Despite earning generous royalties, the restless and volatile Rosenfeld never found a permanent home in the music business. He was married for a few years to a woman named Emily. According to the local newspapers, she was “prone to hysterics,” which included her sleeping for 11 straight days in 1891, then two years later being rescued off a bridge as a would-be suicide in Brooklyn.

Despite these distractions, throughout the 1890s Rosey worked as not only a composer but also a press agent, journalist, short-story writer and social gadfly who one day was flashing a thousand-dollar bankroll and the next borrowing cab fare. At one point in 1899 he was even wanted by the police for running off with a 15-year-old Boston girl named Emma Moran.

In 1930, Theodore Metz described working with the musical but light-fingered Richmond native: “You could sketch out a topic for Rosenfeld to work on, and he’d have the job done before you were through talking.”

“A mere suggestion is sufficient for [Mr. Rosenfeld] to dictate the words of a song seemingly without any thought,” states an article about him in the Oct. 28, 1900, edition of the Richmond Times newspaper.

In 1917, Rosenfeld became the editor of a music magazine called the Tuneful Yankee, and then, in a fit of audacity, opened the Rosenfeld Musical Press Office at 1547 Broadway, for management — of all things — music copyrights.

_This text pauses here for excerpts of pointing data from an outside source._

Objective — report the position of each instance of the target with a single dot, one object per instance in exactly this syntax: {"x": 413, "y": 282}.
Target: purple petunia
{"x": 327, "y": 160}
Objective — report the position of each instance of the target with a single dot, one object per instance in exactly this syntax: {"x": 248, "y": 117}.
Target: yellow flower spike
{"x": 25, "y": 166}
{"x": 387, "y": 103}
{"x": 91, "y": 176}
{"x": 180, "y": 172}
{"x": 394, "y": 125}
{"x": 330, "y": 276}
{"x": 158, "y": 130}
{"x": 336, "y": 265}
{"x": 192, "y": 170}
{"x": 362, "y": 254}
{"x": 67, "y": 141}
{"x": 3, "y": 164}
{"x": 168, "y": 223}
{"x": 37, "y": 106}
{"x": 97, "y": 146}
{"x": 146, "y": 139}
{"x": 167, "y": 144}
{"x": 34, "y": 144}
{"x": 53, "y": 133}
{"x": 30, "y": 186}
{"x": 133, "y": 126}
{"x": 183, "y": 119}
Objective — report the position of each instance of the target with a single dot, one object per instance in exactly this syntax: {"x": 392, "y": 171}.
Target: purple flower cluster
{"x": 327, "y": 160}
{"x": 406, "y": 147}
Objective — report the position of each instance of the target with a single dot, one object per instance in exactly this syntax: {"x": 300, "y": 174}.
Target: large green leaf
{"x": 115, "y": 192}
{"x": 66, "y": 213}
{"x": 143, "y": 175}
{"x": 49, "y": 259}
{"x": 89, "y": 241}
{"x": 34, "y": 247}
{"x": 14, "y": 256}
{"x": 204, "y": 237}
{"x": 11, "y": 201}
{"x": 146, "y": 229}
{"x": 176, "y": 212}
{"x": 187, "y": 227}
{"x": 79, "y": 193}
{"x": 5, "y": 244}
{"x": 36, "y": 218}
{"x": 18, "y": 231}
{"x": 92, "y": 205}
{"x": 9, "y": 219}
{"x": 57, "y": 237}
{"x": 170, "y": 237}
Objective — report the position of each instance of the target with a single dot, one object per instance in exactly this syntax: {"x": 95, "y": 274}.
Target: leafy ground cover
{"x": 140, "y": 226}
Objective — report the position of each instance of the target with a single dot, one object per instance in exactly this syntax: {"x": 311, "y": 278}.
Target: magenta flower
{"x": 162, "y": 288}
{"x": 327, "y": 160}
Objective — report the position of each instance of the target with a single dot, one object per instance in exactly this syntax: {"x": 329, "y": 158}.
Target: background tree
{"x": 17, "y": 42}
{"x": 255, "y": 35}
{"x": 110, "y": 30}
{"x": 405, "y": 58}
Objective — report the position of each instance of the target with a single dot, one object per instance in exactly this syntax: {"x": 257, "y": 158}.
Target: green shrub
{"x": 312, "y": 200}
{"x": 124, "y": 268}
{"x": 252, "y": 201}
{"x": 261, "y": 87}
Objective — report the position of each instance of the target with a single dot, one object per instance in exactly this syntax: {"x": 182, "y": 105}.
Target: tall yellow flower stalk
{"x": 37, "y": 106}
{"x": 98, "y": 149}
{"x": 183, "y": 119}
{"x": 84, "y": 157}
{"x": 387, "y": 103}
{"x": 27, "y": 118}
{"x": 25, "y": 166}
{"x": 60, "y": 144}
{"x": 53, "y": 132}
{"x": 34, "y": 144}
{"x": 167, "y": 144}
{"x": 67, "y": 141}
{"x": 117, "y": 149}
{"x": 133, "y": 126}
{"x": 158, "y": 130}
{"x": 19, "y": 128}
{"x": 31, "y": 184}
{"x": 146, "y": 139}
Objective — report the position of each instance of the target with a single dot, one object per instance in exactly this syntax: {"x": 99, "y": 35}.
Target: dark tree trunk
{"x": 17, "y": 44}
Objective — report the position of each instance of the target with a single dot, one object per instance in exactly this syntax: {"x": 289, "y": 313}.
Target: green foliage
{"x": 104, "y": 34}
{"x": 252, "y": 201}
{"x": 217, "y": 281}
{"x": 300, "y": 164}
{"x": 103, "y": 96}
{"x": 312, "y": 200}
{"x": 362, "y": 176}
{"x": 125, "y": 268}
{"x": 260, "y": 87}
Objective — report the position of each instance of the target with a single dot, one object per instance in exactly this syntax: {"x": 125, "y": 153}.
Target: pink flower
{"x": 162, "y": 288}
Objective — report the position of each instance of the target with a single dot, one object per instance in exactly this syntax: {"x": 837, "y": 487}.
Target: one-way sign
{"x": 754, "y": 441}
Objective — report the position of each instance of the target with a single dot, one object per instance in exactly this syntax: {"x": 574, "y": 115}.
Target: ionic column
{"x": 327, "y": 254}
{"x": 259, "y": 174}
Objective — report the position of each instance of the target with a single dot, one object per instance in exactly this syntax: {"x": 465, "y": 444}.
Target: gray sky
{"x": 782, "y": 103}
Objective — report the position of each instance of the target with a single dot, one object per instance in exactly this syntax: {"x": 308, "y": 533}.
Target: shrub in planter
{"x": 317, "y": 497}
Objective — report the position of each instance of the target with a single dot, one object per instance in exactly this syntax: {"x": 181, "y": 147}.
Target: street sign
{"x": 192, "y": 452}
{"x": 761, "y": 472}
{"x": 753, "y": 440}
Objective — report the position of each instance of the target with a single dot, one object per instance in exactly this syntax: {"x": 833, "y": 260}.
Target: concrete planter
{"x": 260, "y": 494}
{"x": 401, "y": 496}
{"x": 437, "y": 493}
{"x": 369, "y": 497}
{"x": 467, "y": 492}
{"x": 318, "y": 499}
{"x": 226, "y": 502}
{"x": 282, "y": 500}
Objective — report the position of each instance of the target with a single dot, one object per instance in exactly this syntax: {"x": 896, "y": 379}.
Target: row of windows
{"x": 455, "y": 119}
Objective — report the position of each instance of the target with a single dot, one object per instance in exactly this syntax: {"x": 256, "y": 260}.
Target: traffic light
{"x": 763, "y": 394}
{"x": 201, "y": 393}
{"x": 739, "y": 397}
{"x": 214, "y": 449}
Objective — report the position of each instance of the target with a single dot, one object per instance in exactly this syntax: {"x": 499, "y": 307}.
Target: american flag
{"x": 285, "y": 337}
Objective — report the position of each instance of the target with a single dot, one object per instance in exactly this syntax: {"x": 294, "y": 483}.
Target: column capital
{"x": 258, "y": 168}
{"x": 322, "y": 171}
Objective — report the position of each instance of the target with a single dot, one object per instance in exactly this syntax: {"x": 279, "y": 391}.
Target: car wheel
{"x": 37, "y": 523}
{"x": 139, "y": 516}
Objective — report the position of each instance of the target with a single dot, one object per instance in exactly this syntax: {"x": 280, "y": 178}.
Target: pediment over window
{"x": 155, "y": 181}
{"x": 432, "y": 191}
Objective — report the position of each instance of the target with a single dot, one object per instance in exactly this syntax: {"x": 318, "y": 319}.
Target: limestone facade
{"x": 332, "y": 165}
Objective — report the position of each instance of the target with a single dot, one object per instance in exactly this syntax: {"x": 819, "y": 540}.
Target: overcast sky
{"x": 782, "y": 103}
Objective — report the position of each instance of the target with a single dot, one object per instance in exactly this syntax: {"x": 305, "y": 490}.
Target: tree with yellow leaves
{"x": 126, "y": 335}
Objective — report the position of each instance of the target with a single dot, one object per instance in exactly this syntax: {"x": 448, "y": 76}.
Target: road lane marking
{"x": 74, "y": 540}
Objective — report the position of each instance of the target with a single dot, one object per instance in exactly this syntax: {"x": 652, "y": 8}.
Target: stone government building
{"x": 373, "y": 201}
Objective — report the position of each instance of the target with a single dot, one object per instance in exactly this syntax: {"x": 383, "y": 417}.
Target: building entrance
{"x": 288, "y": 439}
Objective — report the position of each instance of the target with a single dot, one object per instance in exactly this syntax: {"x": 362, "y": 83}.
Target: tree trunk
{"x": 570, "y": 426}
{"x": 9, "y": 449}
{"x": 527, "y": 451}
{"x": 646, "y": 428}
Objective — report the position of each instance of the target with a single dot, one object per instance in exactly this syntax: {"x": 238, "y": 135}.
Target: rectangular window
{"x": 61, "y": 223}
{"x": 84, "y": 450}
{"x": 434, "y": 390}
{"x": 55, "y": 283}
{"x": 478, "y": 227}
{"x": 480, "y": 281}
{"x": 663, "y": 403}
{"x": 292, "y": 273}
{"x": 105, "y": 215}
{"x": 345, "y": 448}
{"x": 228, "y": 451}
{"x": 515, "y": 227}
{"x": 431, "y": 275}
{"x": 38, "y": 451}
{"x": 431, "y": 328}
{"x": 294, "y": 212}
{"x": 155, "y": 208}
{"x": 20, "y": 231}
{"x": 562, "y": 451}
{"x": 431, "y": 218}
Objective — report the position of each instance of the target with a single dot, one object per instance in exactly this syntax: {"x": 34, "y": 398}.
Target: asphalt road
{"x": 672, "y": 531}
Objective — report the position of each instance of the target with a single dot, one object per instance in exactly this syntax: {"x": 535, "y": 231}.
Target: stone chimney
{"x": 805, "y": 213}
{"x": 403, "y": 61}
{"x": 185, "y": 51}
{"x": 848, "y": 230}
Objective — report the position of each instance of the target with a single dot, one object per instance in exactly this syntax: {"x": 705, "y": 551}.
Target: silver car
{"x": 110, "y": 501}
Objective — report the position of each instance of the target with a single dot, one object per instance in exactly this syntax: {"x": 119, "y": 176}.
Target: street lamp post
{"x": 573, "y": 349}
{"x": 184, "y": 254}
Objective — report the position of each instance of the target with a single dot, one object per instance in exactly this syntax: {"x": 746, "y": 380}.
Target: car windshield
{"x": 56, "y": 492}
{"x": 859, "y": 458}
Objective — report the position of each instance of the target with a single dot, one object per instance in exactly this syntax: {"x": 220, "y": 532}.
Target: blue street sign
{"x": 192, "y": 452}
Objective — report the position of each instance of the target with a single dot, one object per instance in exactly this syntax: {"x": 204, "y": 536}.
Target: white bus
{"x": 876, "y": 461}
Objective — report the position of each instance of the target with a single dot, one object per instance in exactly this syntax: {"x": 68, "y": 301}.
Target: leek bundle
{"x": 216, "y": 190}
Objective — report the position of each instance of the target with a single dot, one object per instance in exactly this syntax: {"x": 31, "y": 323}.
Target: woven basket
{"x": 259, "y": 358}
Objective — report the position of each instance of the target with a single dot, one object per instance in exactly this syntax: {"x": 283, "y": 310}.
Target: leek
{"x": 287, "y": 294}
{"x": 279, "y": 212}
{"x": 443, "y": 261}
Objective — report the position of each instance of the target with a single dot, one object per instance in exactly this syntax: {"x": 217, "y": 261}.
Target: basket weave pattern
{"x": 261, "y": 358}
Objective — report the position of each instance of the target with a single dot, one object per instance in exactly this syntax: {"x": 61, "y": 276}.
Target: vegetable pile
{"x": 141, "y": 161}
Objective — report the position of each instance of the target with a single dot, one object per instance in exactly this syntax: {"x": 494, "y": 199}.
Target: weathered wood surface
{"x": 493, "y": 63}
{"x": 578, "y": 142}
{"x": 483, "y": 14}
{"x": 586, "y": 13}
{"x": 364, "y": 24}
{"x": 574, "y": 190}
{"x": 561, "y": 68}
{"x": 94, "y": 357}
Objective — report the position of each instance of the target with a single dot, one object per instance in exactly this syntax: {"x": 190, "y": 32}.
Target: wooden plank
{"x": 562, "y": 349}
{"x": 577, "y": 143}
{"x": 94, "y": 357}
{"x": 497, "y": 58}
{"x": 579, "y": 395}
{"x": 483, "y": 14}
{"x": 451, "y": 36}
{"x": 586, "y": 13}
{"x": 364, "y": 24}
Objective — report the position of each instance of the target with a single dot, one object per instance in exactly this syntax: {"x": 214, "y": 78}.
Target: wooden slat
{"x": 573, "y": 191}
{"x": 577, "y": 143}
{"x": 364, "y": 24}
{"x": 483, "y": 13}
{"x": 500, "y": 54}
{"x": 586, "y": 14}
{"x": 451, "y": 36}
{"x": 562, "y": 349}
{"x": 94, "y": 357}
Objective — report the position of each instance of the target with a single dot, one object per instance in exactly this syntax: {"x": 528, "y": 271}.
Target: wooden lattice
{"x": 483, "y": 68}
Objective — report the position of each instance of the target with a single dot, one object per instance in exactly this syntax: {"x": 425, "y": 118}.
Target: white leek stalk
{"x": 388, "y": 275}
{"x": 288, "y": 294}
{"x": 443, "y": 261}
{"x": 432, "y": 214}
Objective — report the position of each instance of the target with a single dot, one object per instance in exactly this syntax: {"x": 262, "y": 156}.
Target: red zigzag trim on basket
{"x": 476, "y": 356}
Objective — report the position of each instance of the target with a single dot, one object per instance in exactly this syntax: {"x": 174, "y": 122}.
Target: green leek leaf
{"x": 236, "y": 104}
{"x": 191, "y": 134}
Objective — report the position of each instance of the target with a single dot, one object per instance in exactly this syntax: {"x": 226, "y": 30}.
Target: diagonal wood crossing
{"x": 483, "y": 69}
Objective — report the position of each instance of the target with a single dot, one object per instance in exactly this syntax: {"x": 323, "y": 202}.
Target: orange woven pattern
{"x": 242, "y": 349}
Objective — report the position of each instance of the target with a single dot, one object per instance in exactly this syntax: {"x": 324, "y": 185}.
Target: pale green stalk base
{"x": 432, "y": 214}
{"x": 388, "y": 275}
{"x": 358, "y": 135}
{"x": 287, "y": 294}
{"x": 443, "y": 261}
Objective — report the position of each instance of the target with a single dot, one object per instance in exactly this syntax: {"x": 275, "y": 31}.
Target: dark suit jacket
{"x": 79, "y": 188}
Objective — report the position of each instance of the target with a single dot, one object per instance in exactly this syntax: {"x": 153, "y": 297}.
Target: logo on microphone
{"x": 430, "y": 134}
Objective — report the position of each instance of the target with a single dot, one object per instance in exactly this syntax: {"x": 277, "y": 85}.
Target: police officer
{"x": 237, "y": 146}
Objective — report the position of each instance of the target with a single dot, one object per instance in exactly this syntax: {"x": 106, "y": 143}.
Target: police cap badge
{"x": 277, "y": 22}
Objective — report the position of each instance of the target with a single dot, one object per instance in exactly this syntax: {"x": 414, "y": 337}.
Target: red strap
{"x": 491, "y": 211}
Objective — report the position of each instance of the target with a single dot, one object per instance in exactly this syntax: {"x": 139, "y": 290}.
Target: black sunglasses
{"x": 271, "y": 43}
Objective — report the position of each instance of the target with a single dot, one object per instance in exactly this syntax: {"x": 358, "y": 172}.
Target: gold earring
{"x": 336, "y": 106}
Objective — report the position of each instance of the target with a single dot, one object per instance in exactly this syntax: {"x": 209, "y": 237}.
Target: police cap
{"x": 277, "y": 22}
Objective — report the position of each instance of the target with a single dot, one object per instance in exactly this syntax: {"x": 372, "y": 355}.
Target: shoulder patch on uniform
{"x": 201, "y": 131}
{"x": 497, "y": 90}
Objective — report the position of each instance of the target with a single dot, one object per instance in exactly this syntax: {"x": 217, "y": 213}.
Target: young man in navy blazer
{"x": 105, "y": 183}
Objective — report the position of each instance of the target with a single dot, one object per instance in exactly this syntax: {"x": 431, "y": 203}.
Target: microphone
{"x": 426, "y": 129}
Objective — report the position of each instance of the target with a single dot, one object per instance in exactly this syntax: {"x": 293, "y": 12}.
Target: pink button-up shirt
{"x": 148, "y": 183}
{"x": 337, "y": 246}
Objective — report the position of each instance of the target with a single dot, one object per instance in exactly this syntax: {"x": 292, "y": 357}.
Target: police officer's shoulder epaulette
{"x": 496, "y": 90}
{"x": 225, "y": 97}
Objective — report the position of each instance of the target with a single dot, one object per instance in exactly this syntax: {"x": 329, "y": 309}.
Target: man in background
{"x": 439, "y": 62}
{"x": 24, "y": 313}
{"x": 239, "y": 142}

Never returning to his Central Virginia hometown, Rosenfeld died of acute indigestion Dec. 13, 1918, at age 57, in his home on West 107th Street. All that remains of Tin Pan Alley is a plaque on the sidewalk that reads: “28th Street between Fifth and Sixth Avenues was the legendary Tin Pan Alley, where the business of the American popular song flourished during the first decades of the 20th century.”

Dale Brumfield is a writer and author living in Doswell. His most recent book is “Richmond Independent Press: A History of the Underground Zine Scene.”

Opinions expressed on the Back Page are those of the writer and not necessarily those of Style Weekly.